Na COP 21 em Paris, em 12 de dezembro de 2015, a Conferência das Partes chegou a um marco ‘Acordo de Paris’. Pela primeira vez, todas as nações foram trazidas para uma causa comum de combate às mudanças climáticas. O objetivo central do Acordo de Paris é manter o aumento da temperatura média global bem abaixo de 2 ° C acima dos níveis pré-industriais e limitar o aumento a 1,5 ° C.
Nos termos do Acordo de Paris, cada país planeja e relata regularmente a contribuição que assume para mitigar o aquecimento global. Em junho de 2017, o presidente dos EUA, Donald Trump, anunciou sua intenção de retirar seu país do acordo. Segundo o acordo, a data mais próxima de retirada efetiva para os EUA é novembro de 2020. Na prática, as mudanças na política dos Estados Unidos que são contrárias ao Acordo de Paris já foram implementadas. Entretanto, em janeiro de 2021, o recém-eleito Presidente Biden voltou oficialmente a aderir ao Acordo de Paris.
Questões a considerar
Inicialmente você aprendeu sobre a “tragédia dos comuns” na seção Ética do Capítulo Recursos Naturais. Alguns especialistas em ética veem a mudança climática global como uma “tragédia dos comuns”. Eles querem dizer que, embora uma atmosfera saudável faça parte dos “bens comuns” desejados por todos, a maioria das pessoas não se sente suficientemente motivada para mudar seu estilo de vida pessoal e reduzir as emissões de CO2. Assim, a tragédia da mudança climática continua. Quais são as interconexões neste ecossistema natural que tornam a vida possível?
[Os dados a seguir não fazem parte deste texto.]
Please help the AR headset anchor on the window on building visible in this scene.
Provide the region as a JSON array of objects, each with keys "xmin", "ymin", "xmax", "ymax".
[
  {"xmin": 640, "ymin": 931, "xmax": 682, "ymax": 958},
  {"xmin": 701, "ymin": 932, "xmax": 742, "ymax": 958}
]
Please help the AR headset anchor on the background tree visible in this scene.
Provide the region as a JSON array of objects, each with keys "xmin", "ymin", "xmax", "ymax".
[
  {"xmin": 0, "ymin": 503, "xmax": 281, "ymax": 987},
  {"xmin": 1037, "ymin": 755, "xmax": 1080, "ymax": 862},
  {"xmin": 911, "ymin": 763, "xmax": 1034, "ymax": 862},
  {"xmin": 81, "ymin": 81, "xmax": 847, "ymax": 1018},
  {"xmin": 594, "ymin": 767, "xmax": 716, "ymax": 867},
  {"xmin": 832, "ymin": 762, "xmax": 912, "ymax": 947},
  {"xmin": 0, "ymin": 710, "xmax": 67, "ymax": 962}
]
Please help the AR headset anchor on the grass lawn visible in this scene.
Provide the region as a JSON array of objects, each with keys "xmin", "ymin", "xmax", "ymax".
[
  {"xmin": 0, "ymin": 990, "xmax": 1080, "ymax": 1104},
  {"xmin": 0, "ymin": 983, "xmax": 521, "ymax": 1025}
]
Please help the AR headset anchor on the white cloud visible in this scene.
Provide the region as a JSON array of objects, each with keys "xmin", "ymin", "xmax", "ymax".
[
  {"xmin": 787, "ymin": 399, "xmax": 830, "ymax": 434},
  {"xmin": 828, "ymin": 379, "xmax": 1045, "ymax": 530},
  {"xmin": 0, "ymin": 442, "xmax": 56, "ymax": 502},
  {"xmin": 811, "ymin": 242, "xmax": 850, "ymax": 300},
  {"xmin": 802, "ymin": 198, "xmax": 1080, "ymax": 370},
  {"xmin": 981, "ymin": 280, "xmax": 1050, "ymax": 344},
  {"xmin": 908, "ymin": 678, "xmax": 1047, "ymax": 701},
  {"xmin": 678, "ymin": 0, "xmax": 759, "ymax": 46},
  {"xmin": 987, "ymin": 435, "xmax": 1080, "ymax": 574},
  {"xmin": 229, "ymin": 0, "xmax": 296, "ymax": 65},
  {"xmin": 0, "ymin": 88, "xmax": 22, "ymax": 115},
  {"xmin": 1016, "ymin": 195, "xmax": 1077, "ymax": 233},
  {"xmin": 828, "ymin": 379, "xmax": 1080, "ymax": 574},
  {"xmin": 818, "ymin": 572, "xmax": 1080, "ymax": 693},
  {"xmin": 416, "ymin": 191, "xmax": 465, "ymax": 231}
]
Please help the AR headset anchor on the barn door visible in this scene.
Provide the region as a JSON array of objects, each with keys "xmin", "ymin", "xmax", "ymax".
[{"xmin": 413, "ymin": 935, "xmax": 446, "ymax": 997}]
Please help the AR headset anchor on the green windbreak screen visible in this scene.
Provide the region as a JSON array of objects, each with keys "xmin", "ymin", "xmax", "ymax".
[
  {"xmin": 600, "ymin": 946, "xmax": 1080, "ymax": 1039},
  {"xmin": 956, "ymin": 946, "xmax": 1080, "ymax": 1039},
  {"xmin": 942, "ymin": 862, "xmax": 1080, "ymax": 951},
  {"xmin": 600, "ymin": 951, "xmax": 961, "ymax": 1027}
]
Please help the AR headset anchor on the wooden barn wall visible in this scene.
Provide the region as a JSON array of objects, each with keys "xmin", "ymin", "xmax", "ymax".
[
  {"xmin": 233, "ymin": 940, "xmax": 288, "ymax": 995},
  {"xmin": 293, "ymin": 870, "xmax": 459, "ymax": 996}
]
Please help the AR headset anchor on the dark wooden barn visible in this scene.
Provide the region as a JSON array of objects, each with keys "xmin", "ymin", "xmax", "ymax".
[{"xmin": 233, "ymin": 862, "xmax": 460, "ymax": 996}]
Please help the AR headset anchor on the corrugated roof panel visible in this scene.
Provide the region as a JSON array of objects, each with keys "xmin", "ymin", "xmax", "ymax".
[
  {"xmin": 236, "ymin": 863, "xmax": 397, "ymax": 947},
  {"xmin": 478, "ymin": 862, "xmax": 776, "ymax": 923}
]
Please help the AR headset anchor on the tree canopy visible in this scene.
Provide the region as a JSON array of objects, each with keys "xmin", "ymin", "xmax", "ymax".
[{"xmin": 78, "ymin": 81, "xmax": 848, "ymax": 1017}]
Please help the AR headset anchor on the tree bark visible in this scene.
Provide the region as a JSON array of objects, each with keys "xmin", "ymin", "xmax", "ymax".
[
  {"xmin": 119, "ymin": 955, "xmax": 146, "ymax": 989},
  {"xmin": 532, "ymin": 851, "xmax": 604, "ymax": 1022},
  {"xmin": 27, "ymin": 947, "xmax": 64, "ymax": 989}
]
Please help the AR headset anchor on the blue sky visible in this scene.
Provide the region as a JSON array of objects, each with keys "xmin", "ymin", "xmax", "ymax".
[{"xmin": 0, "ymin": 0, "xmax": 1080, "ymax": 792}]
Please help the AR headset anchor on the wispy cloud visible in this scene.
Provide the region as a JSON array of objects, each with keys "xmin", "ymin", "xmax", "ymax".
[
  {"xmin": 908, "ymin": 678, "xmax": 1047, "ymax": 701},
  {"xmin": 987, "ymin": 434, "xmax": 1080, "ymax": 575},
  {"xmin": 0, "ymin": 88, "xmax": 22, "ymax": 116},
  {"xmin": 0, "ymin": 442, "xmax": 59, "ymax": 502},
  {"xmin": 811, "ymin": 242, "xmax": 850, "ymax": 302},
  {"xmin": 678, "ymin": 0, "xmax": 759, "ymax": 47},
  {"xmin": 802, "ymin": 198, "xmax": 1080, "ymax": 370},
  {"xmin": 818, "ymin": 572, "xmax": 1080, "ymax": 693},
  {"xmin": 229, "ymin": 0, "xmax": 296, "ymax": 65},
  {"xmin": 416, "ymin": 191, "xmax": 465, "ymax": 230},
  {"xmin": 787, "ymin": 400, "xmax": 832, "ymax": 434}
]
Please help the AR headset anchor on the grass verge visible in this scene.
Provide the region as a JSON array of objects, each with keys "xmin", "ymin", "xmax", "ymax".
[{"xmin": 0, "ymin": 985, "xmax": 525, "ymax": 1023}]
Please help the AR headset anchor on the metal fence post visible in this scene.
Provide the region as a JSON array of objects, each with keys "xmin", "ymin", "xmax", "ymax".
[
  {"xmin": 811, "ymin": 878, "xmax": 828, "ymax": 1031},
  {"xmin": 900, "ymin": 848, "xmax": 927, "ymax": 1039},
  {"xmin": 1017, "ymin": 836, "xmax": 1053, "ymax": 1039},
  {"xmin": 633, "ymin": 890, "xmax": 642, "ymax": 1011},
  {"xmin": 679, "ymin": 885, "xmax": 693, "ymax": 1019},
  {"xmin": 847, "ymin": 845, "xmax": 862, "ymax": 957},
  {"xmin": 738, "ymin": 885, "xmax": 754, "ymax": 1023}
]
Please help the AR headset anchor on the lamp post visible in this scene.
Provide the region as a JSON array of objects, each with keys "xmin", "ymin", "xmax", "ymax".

Você consegue imaginar uma maneira de incentivar as pessoas a mudar seu estilo de vida e reduzir o consumo de combustíveis fósseis e bens desnecessários? Consegue pensar em quaisquer metas morais administráveis que ajudem a motivar as pessoas a reduzir as suas emissões de CO2?
Virtudes Morais
Análise Detalhada
O Dr. David Suzuki tem sido um ativista corajoso de longa data, empenhado em reverter as mudanças climáticas. Assista a este breve vídeo para conhecer o Dr. Suzuki e este vídeo mais longo para ouvir em detalhes seus pontos de vista sobre a mudança climática global.
A virtude moral mais imperiosa para enfrentar o desafio da mudança climática global é a justiça. Todos nós precisamos de um sentido maior de justiça para sermos motivados a agir na Atmosfera de forma a aliviar o sofrimento das gerações pobres e futuras.
Isso inclui a coragem de parar de terceirizar os custos ambientais do uso de combustíveis fósseis. Como Markus Vogt diz em Climate Justice, “estamos usando a Atmosfera como lixo e literalmente queimando o futuro de nossos filhos e netos”.14 Devemos continuar explorando maneiras de incluir os efeitos ambientais da emissão de CO2 na fabricação e preço de compra de produtos que usam combustível fóssil.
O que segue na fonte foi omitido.